Microservices communicating via RabbitMQ
Communication between microservices in The Grid is done via RabbitMQ, which results in one microservice consuming data from a queue and publishing the outcome to another queue. As a result, a chain of microservices processes the requests.
All computationally intensive work is created as jobs in an AMQP/RabbitMQ message queue, which are consumed by Heroku workers. It includes jobs like:
- Image analytics (for understanding the content)
- Constraint solving (for page layout)
- Image processing (optimization and filtering to achieve a particular look).
RabbitMQ work queues are used to distribute time-consuming tasks among multiple workers. The main idea behind Work Queues (also called task queues) is to avoid doing a resource-intensive task immediately and having to wait for it to complete. A task can be scheduled to be done later. The task is encapsulated as a message and sent to the queue. A worker process running in the background pop the task and execute the job. By running many workers, the tasks will be shared between them.
Some of the microservices also deal with external APIs, allowing them to handle service failures and API rate limiting in a robust manner. If the rate limit was reached for a 3rd party service, messages were simply added to a queue, delayed and handled once the restrictions were removed.
If one of your microservices crashes, you probably would like your tasks to be delivered to another worker or held in the queue until the worker is ready to receive the request again. In order to make sure a message is never lost, RabbitMQ support message acknowledgements. An acknowledgement can be sent back from the worker to tell the message queue that a particular message has been received and processed and that the message queue is free to delete it.
If a worker dies without sending an acknowledgement, the message queue will understand that a message wasn't processed fully and will redeliver it to the queue. That way you can be sure that no message is lost.
RabbitMQ Dead lettering
RabbitMQ can also be configured to route any failed operations into a dead-letter queue for further inspection. This gives you a full record of any failing operations. The queue can grow, and preserve the messages while the code to handle them is being fixed.

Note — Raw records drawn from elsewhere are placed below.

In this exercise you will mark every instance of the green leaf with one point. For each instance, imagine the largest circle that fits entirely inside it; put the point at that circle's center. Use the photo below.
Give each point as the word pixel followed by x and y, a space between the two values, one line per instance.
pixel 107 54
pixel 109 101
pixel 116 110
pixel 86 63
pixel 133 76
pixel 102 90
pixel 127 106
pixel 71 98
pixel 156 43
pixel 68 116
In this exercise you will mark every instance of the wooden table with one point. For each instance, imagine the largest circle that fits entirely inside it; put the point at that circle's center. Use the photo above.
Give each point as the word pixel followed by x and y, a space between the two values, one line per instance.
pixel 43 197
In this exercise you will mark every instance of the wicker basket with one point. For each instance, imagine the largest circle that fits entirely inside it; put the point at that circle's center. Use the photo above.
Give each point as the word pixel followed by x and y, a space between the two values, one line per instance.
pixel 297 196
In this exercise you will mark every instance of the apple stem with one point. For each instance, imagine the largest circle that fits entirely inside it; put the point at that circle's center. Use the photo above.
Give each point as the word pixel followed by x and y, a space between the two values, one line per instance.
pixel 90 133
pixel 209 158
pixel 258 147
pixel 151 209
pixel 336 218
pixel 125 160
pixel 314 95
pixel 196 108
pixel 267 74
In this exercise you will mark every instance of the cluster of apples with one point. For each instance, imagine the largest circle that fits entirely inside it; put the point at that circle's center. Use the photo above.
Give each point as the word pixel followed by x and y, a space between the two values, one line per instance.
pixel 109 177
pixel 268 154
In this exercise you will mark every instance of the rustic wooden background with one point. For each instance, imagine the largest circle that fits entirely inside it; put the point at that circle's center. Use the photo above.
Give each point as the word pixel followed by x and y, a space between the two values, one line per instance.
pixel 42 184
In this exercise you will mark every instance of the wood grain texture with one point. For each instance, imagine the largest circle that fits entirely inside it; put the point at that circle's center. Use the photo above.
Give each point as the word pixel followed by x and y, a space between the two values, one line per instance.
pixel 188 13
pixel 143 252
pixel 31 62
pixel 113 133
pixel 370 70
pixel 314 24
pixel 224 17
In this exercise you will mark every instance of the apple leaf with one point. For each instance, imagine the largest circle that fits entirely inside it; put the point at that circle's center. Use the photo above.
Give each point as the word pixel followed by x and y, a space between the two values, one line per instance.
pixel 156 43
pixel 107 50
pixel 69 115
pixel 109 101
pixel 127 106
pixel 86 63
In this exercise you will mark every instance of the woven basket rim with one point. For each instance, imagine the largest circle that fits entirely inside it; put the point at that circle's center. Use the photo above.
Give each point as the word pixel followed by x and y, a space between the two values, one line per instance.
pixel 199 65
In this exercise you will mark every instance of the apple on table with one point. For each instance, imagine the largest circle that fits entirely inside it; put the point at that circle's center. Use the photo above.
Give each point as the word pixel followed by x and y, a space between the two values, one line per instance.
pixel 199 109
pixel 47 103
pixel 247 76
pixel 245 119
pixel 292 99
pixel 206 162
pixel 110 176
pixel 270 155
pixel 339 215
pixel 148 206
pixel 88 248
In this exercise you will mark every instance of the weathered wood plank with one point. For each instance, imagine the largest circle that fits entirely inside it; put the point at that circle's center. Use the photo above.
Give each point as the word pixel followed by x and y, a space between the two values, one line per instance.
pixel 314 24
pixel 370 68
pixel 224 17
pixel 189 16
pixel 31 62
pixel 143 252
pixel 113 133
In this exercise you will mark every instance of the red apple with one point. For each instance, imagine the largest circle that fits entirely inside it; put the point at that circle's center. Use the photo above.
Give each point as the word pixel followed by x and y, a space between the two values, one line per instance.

Heroku - Platform as a service (PaaS)
The Grid runs on Heroku; For those who are not familiar with Heroku, it’s a platform as a service (PaaS) that enables developers to build, run, and operate applications entirely in the cloud. That means you do not have to worry about infrastructure; you can simply focus on your application.

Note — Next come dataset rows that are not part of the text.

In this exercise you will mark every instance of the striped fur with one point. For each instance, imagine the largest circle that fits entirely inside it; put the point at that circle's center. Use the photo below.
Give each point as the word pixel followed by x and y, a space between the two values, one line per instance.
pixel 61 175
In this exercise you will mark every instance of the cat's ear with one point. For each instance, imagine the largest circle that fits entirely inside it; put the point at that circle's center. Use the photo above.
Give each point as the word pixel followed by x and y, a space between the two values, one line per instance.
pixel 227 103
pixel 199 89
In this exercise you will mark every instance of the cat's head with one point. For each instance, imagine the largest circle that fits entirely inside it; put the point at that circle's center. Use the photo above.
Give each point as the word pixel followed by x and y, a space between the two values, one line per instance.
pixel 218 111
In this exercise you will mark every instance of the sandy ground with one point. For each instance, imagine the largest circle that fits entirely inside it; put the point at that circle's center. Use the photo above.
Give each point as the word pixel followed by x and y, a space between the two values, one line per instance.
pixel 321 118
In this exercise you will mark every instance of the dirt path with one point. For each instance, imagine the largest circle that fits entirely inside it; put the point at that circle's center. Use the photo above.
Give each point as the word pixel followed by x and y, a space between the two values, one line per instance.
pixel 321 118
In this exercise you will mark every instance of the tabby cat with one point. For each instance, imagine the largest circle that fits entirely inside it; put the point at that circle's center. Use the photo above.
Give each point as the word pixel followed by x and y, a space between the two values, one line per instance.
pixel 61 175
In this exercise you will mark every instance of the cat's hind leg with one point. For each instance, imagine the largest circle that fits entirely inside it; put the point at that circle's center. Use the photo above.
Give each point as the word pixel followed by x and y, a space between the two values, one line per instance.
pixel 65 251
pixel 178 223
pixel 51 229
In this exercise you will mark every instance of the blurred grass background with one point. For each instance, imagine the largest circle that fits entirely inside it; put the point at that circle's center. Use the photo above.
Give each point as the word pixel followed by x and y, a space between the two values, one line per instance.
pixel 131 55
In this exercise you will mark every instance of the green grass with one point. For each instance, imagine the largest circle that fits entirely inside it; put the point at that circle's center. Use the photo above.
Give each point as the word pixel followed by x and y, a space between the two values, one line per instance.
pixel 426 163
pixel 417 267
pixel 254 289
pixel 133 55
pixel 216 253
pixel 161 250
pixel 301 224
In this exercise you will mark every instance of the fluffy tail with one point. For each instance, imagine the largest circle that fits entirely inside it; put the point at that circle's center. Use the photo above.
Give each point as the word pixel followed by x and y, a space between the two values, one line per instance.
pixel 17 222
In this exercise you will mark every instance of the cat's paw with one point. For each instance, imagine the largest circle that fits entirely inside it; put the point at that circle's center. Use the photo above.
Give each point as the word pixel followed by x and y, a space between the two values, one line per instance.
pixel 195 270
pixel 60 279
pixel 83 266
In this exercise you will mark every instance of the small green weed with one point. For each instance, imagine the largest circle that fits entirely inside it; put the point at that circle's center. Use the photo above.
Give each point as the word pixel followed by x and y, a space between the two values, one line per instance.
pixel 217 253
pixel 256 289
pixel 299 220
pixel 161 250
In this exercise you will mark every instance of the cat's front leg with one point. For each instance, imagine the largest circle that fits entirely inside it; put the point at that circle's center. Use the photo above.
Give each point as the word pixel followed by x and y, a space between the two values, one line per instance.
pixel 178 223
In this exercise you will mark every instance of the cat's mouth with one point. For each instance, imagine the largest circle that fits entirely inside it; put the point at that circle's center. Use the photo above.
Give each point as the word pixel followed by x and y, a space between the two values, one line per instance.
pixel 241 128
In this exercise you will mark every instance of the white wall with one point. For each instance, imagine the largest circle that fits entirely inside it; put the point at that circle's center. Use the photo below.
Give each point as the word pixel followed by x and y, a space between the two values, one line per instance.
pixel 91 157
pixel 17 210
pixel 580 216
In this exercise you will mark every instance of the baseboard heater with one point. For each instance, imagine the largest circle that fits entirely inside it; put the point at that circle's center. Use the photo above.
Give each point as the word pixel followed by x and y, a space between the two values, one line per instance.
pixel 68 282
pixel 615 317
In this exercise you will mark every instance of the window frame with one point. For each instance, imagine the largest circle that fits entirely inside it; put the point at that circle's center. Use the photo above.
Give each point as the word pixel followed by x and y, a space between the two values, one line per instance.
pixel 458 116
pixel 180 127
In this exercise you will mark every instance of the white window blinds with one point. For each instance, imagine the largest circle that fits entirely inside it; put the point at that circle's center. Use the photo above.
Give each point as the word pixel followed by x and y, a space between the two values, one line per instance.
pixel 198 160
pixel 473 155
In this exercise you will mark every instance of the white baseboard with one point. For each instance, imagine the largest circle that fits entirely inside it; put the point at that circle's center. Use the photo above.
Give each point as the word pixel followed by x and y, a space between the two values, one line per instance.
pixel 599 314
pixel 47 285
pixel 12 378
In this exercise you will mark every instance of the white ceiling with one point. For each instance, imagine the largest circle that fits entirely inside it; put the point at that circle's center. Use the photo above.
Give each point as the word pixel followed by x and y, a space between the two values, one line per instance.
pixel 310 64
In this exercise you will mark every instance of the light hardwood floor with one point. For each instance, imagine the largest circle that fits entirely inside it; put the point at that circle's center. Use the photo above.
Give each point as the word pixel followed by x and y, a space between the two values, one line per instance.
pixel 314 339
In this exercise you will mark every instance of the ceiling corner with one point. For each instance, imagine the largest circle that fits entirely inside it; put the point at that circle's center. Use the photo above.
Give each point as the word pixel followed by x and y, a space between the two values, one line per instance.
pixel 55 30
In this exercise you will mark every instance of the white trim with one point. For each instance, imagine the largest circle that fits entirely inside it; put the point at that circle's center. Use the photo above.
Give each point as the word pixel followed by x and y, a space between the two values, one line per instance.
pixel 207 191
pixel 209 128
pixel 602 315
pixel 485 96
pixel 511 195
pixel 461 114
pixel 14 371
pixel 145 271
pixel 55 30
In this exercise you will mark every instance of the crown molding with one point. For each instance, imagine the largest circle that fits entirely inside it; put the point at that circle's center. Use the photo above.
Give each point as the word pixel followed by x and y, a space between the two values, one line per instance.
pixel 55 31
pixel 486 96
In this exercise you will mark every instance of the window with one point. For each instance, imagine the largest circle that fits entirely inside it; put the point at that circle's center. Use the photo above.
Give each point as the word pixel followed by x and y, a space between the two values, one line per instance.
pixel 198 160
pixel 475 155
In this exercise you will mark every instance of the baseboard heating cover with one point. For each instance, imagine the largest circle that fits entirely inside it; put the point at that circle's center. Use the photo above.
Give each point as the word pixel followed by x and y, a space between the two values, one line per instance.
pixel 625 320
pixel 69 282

CloudAMQP was a simple choice - it was available with a click of a button as add-on in Heroku.
Using Heroku is an easy way to get started with message queueing and RabbitMQ. Step-by-step guides for deploying your first app can be found here. It’s easy to deploy and even easier to scale if needed.
GuvScale - Automatic scaling of Heroku workers
In the RabbitMQ documentation, one can read: If all the workers are busy, your queue can fill up. You will want to keep an eye on that, and maybe add more workers, or have some other strategy.
The Grid scaled up and down manually in the beginning, during the day, and during the night. With Heroku it’s easy to change the number of workers with one command, but on the other hand, it's expensive to start a lot of workers if you don’t need them. Heroku bills workers used by the second. This scaling, however, still left them personally with the decision on how much compute capacity to provision. And when the load is dynamic, it is tedious and inefficient to do it manually.
Jon and Henri decided to build GuvScale, a feature that autoscaled workers in Heroku for RabbitMQ.
GuvScale implements a simple proportional scaling model. It does not measure CPU or memory usage, it’s based on the current number of jobs in the queue, and an estimate of job processing time – from this it calculates the number of workers required for all work to be completed within a configured deadline.
At The Grid we’ve had GuvScale make hundreds of thousands of scaling operations per month, running background dynos at more than 90% efficiency.
GuvScale is now available in a public beta. If you're using RabbitMQ for distributing work to background dynos hosted by Heroku (i.e if you are using CloudAMQP via Heroku), GuvScale can monitor the queues for you and scale the number of workers up and down automatically.
The add-on lets people that use CloudAMQP on Heroku quickly set up autoscaling for their workers. The autoscaling saves them money by automatically scaling servers down when not needed, and lets them worry less about performance by automatically scaling servers up under load.
Thanks for your time, Jon and Henri!